Chapter 9: Challenge

68 20 12
                                    

"Kamu terlihat sangat gembira hari ini."

Eleanor berbalik setelah meletakan penutup plastik berisikan gaun di atas meja. Kedatangan tiba-tiba Ethan tidak mampu menghapus senyumnya. "Yup," jawabnya.

Sewaktu Eleanor tampil malam itu, dari celah tirai bilik mejanya, Ethan memperhatikan pemain piano restorannya dengan rasa penasaran. Biasanya gadis itu memang ceria, namun hari itu ia terlihat... berpijar layaknya mentari yang tidak ingin terbenam kala malam tiba. Gaun baru yang dikenakannya juga justru menambah watt cahaya yang dipancarkan.

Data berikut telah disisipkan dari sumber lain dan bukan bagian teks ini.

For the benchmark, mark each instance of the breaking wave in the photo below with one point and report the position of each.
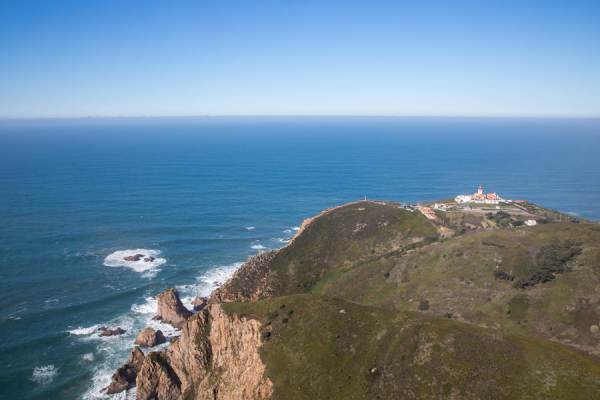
(148, 268)
(44, 375)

Semua karya yang dimainkan Eleanor terdengar riang gembira, mengingatkan Ethan pada piknik di taman bunga pada akhir pekan, dengan keranjang penuh kudapan dan champagne, duduk di bawah pohon teduh, sembari menikmati hembusan angin lembut.

Karya lainnya membuat Ethan membayangkan kabur dari semua kepenatan dunia yang membebaninya, pergi ke suatu tempat yang gelap dan melepaskan segala inhibisi yang ia miliki. Jika menutup mata, bayangan tubuh mungil di bawahnya tercetak jelas di balik kelopaknya.

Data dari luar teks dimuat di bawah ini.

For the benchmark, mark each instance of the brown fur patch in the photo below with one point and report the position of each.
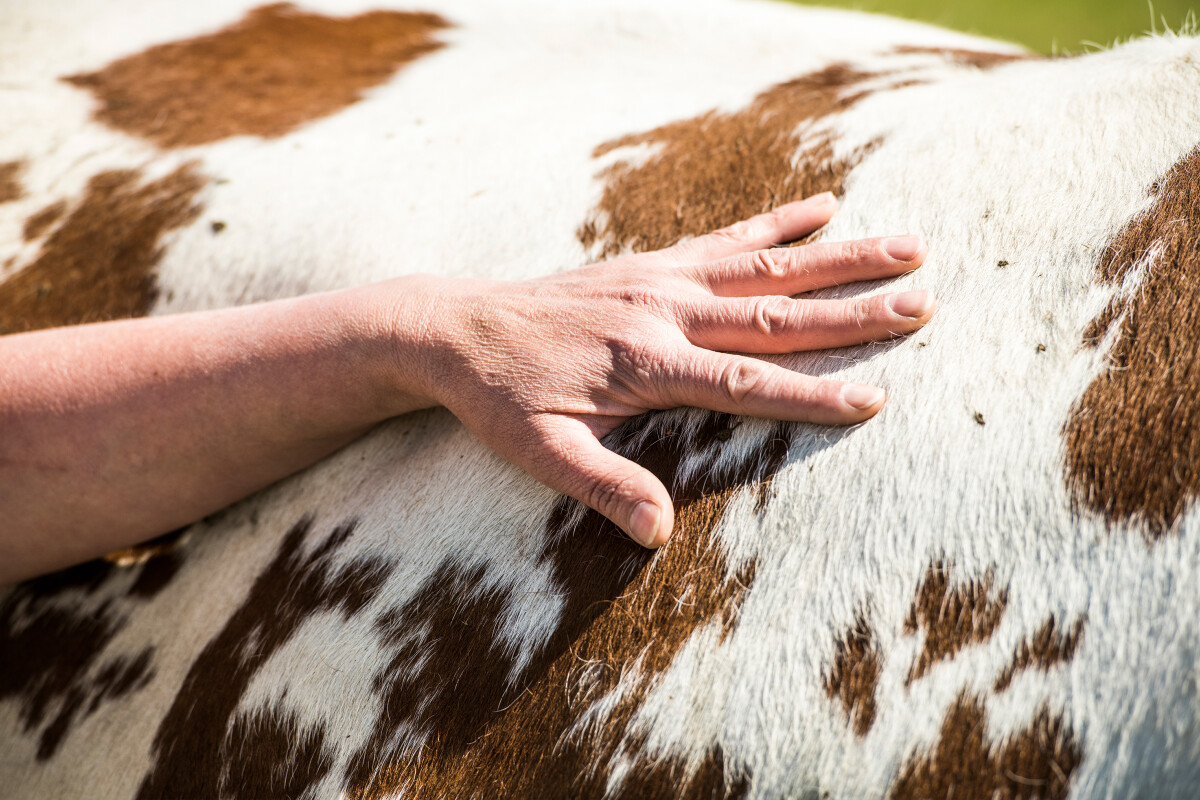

Beragam bayangan terlintas di benak Ethan selama Eleanor bermain, dan semuanya selalu berakhir pada sebuah kebahagiaan yang melenakan, membius. Darahnya berdesir lembut, memijat sarafnya yang tegang, meringankan beban di pundaknya. Pikiran kosong dan hanya fokus pada musik yang memenuhi relung jiwanya.

Ethan mendengung penuh tanya, berjalan masuk dan membiarkan pintu terbuka setengahnya. "Ada alasan khusus?"

Eleanor menimbang-nimbang apakah ia akan menceritakan alasan suasana hatinya yang sedang berbunga-bunga. Ia sudah memberitahu teman-temannya tentang dirinya yang hendak mengikuti lomba piano, menyebarkan kebahagiaannya. Akan tetapi ia tidak tahu Ethan sungguh peduli dengan hal yang mungkin sepele bagi pria itu.

Namun Eleanor terlalu senang untuk membendungnya dan akhirnya menceritakan pada Ethan.

Sungguh sebuah kejutan melihat sebuah lomba bisa mengukir senyum begitu lebarnya, pikir Ethan, seperti bocah kecil terlalu banyak mengkonsumsi gula. Gadis itu bahkan belum tahu apakah akan menang atau tidak. Ethan rasa Eleanor akan meledak menjadi kepingan jika ia menang.

"Kedengarannya menyenangkan," balas Ethan. "Tanggal berapa lombanya?"

Eleanor tidak sadar mereka sudah duduk bersebrangan, merasa nyaman untuk menceritakan harinya, mengingat siapa pria itu sebenarnya. Apa yang terjadi beberapa hari lalu pun seperti sudah ia lupakan berkat sebuah lomba.

"Aku nggak tahu." Jawaban Eleanor mengundang tatapan menghakimi dari Ethan. "Tanggal tepatnya aku nggak tahu," ralatnya. "Temanku bilang habis UAS berarti sekitar akhir Juni jadi, aku punya sekitar waktu tiga bulan."

"Sudah memikirkan karya siapa yang akan kamu bawakan?" Eleanor menggeleng, terkekeh geli kala Ethan terlihat seperti tidak bisa mempercayai gadis itu. "Kamu terlihat seperti bukan orang yang akan mengikuti lomba, Eleanor."

"Iya, aku tahu. Aku terlalu senang sampai nggak bisa mikir apa-apa." Eleanor melipat kedua lengannya di meja, menumpangkan dagu di atasnya dengan mata masih tak berhenti berbinar. "Pokoknya senang banget."

Ethan tidak bisa memungkiri pesona semangat remaja yang membakar gadis itu, untuk sejenak membuatnya merasa dirinya begitu... tua. Umur 28 tahun –hampir 29–belum bisa dibilang tua, ia bahkan belum mencapai puncak masa dewasa dan kejayaannya. Meski demikian kegembiraan Eleanor seolah menular padanya, ikut menanti lomba tersebut.

"Oh ya, Bapak ada apa ke sini? Aku malah jadi cerita panjang lebar."

"Tidak ada yang penting, hanya ingin mengatakan kamu bekerja sangat baik hari ini." Ethan tidak tahu mulut Eleanor mampu melengkung lebih lebar, tapi itu yang terjadi.